Wie es in dem Polizeibericht heißt, wurde auf Anordnung der Staatsanwaltschaft zur Klärung der Ursache und des Hergangs ein Gutachten in Auftrag gegeben. Das sei noch in Arbeit, sagte am Montag auf Nachfrage Johann Lankes vom Polizeipräsidium Niederbayern. Bislang gebe es keine neuen Erkenntnisse. Es sei ein besonders tragischer Unfall, sagte Lankes, weil alle vier Männer verstorben seien. Am Unfallort waren drei Notärzte mit sechs Rettungswagen und einem Rettungshubschrauber im Einsatz.

Die vier haben laut Kraeker in Erding gewohnt, sie hatten Wohnungen gefunden und konnten die Flüchtlingsunterkünfte verlassen. In den Jahren 2015 und 2016 seien sie nach Erding gekommen. Sie sind in die Schule gegangen und haben Ausbildungen gemacht." Die Männer hätten keine Hilfe mehr benötigt, auch Behördengänge haben sie alleine und selbständig erledigt. Einer der Männer hinterlässt eine Frau, ebenfalls eine Geflüchtete, die in Österreich lebt, und zwei Kinder. Andere Geflüchtete haben sich laut Kraeker schon am Freitag in Erding getroffen und damit begonnen, Geld zu sammeln. Unter anderem mussten 6000 Euro für die Überführung nach Erding aufgebracht werden, wie Kraeker sagt. Die junge Familie soll unterstützt werden, auch die Arbeitsgruppe Asyl hat dazu Geld gegeben.

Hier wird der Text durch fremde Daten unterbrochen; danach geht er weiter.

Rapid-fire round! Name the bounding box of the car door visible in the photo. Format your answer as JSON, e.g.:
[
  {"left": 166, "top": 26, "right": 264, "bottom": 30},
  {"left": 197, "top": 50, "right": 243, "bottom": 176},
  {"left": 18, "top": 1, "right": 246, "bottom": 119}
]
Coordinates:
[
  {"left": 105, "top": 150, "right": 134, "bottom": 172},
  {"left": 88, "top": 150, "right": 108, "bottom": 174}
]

Doris Kraeker sagt, sie kenne die Strecke gut, sie kommt selbst aus Straubing und sei diese Strecke oft gefahren. Auf der Straße seien viele Unfälle passiert, bis sie zum Teil dreispurig ausgebaut worden sei. Auf genau diesem Streckenabschnitt, wo der Unfall passiert sei, sei die Straße aber nur zweispurig gewesen. Es sei tragisch, sagt sie. "Sie haben es geschafft, und dann kann es so schnell vorbei sein."